If anything, though, rather than restoring bilateral relations between the two nuclear powers, Trump’s landmark meeting with Putin has unleashed even more Russophobia and recriminations in the US.
The US media and Washington establishment lost no time to jump on Trump for his apparent overtures to Putin. Trump was accused of being played by Putin and even betraying American interests. Former Pentagon chief Ashton Carter said Trump’s discussions in Hamburg were tantamount to chatting with “a burglar who had robbed your house.”
The New York Times, Washington Post and CNN, among others, have been running stories, variously, on claims that Trump’s eldest son, Donald Jr, has been outed for allegedly colluding with Kremlin figures, that Russian hackers have supposedly targeted American nuclear power plants, and the Kremlin has, again allegedly, been covertly sponsoring environmental activists to undermine US oil and gas fracking industries. All this in the space of a week since Trump met with Putin.
No wonder Trump has quickly backtracked on his earlier seeming rapport with Putin. He has, for example, disavowed reports of being willing to work with Russia on cyber security after coming under fire from hawkish Congress figures and pundits.
This week, too, the US is leading the biggest-ever war maneuvers conducted by the 29-member NATO military alliance in the Black Sea. Two separate war games are being carried out on Russia’s southern flank: Saber Guardian, centered around Bulgaria, and Sea Breeze, off Crimea, involving a total of 30,000 NATO troops, as well as missile destroyers, fighter jets, and amphibious Marines forces. The US Army said it showcases “the ability to mass forces at any given time anywhere in Europe.”
Granted, Russia and China are also conducting joint naval exercises this month in the Baltic region. But there’s an important distinction. The Baltic Sea is integral to Russian security territory. By contrast, what the Black Sea has got to do with American, British, Canadian, Norwegian, French, German troops, and so on, is only because NATO has provocatively expanded its reach to set up on Russia’s borders. The two events are not comparable.

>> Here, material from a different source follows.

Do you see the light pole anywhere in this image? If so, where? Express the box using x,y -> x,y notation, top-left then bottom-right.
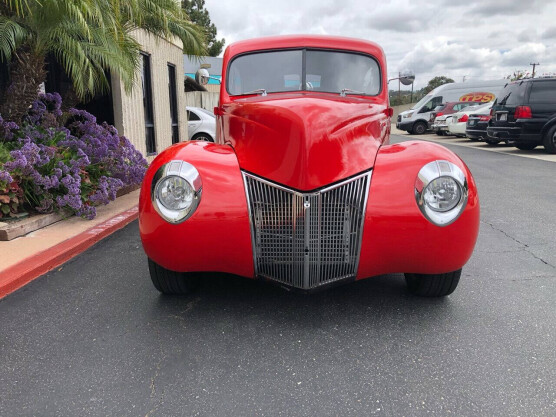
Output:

Moreover, NATO war games in the Black Sea this week are a culmination of months of military build up by the alliance in that region. In February, Russia’s President Putin warned the escalation was “provoking a conflict.” That NATO escalation continues apace, with apparent indifference to Russia’s grievances.
This bigger picture of relentless Russophobia, gratuitous anti-Russian propaganda in the US media, and the ongoing reckless goading by NATO forces on Russia’s borders is an appropriate perspective with which to assess the significance of Trump’s meeting with Putin last weekend.
Yes, indeed, it was good to see Trump having enough independence of mind and personal decorum to greet Putin with respect.
But the fact remains: while Trump talked, the Pentagon balked. And not just the Pentagon. Virtually, the whole US political and media establishment.
Ominously, the American political system and its military machine seem to operate on only one gear: onward with Russophobia and aggression.